1 Star

BREAKAWAY: 1 STAR

Breakaway
Two things occurred to me while I watched “Breakaway,” a new hockey comedy set against Toronto’s cultural mosaic. 1. Russell Peters does the worst drunk impression ever. 2. Only one letter separates the word “hokey” from “hockey.”

Vinay Virmani plays Rajveer Singh a first generation Canadian with a passion for hockey and a father (Anupam Kher) who wants him to join the family trucking business. Determined to follow his dream, he cobbles together a team, the Speedy Singhs, and takes on the reigning Hyundai Cup champs.
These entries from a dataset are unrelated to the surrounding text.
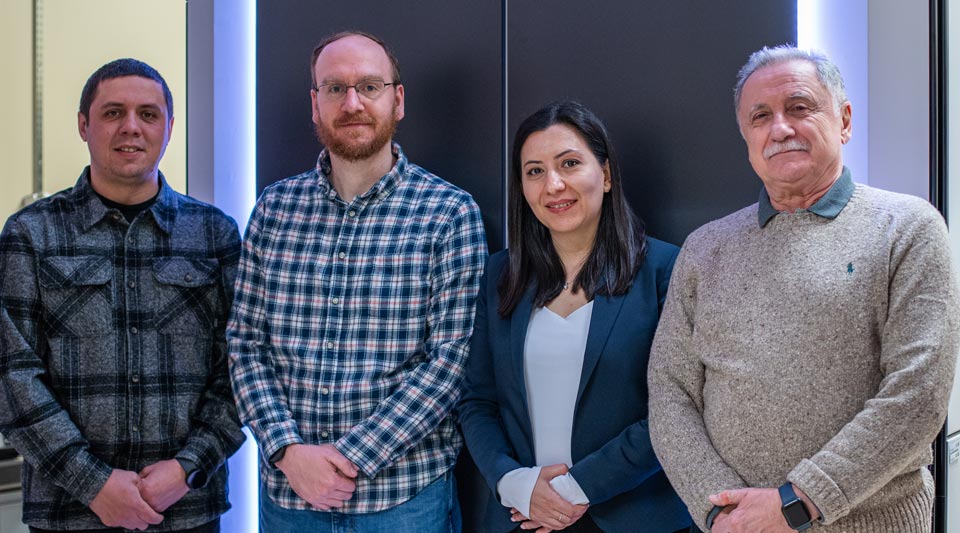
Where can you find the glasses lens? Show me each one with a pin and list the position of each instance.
(370, 88)
(334, 91)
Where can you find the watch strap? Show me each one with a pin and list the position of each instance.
(713, 515)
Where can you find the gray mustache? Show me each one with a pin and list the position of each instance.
(793, 144)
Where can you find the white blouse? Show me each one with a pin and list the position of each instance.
(552, 363)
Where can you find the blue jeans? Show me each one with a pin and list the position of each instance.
(434, 510)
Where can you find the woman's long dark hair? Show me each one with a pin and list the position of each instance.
(620, 244)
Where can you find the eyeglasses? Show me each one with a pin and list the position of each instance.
(369, 89)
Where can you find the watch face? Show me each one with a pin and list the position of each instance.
(796, 514)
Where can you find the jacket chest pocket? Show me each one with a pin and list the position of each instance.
(77, 295)
(187, 299)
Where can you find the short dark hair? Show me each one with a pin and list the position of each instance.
(620, 244)
(119, 68)
(340, 35)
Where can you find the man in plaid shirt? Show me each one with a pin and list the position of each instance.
(114, 297)
(354, 307)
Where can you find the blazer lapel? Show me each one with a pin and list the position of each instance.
(519, 321)
(606, 309)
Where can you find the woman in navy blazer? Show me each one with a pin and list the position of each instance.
(574, 242)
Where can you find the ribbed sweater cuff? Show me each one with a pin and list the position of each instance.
(826, 495)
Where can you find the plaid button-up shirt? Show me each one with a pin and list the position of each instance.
(113, 351)
(351, 326)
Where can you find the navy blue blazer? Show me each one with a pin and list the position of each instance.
(613, 460)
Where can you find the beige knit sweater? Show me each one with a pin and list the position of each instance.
(811, 350)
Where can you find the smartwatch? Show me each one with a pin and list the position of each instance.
(793, 508)
(196, 477)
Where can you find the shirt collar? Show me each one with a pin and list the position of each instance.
(92, 210)
(381, 189)
(828, 206)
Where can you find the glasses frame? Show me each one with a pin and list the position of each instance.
(346, 88)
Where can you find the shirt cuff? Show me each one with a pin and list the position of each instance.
(569, 489)
(516, 487)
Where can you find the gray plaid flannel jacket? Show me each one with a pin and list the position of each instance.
(112, 349)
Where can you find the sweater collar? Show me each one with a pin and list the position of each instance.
(828, 206)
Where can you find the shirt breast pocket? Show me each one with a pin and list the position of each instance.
(77, 296)
(188, 298)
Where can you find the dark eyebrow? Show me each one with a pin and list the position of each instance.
(565, 152)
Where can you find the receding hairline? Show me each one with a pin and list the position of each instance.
(339, 36)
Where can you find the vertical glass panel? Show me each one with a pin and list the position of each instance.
(16, 115)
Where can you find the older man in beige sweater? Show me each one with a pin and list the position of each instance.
(804, 360)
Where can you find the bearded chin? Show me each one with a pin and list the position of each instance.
(351, 150)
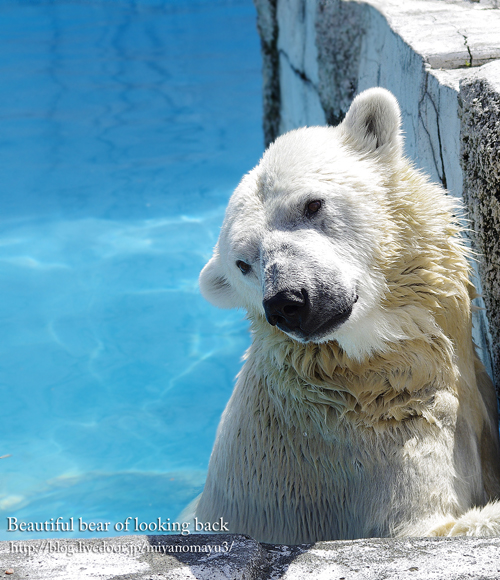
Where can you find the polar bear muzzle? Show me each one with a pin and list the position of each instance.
(293, 312)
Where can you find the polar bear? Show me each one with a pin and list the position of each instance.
(362, 409)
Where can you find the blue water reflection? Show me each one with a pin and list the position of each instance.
(125, 126)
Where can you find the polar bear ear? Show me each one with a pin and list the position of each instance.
(215, 287)
(373, 123)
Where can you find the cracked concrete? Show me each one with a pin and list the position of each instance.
(425, 52)
(232, 557)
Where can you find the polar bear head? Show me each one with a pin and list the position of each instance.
(308, 234)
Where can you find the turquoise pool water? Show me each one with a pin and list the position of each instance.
(125, 126)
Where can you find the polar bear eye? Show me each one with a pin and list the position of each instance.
(243, 266)
(313, 207)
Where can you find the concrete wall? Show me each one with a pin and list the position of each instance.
(231, 557)
(440, 59)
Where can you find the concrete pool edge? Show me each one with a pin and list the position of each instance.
(237, 557)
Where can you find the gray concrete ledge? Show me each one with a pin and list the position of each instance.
(225, 556)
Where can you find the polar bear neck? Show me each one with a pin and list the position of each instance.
(320, 384)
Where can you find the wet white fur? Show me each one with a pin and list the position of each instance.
(387, 426)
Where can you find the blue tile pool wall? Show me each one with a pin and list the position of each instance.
(125, 127)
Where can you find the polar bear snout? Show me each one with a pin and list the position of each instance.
(287, 310)
(293, 312)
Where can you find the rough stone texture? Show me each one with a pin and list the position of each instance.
(421, 50)
(188, 558)
(480, 156)
(268, 30)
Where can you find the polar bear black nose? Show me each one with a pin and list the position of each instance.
(286, 309)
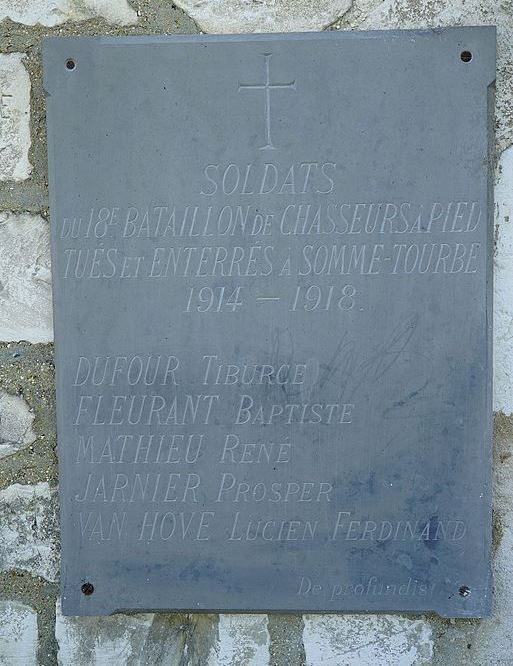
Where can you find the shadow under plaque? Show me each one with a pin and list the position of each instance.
(272, 293)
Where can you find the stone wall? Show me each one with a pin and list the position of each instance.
(32, 628)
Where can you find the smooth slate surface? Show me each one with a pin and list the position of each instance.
(315, 207)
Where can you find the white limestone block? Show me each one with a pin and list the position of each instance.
(225, 16)
(55, 12)
(14, 118)
(18, 634)
(25, 279)
(28, 527)
(243, 640)
(366, 640)
(15, 424)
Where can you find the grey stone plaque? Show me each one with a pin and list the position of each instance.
(272, 293)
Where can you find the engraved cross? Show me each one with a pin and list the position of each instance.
(268, 87)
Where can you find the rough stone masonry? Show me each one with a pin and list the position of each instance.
(32, 628)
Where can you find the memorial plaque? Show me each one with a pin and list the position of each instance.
(272, 288)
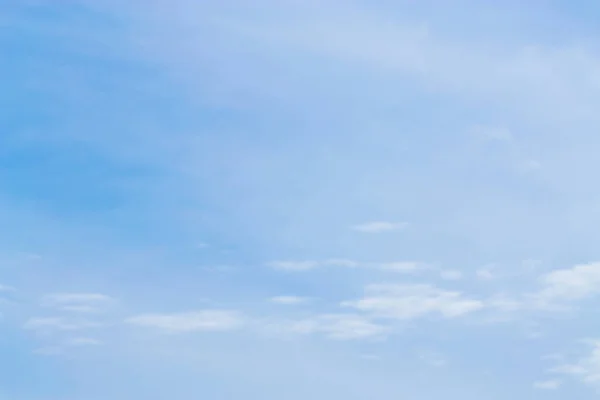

Cultures clash on and off the ice as his traditional father pushes him toward devotion and truck driving and the predominantly white hockey league looks down on his team.

It’s amazing that a country which professes to love hockey makes such lame movies about the sport. Ripe with sports clichés—goals scored just as the buzzer rings, determined underdogs and a life flashing in front of a player’s eyes as they storm down the ice—bad puns—Mahatma Gretzky anyone?—and jokes so old they were moldy when Bob and Bing used them seventy years ago—“You just have to stay positive.” “Oh, I’m positive. Positive we’re going to embarrass ourselves!”—“Breakaway” isn’t so much a story but a place where sport movie truisms go to die. The movie has some heart, but feels like an echo of many other sports movies, most noticeably “Bend it Like Beckham.”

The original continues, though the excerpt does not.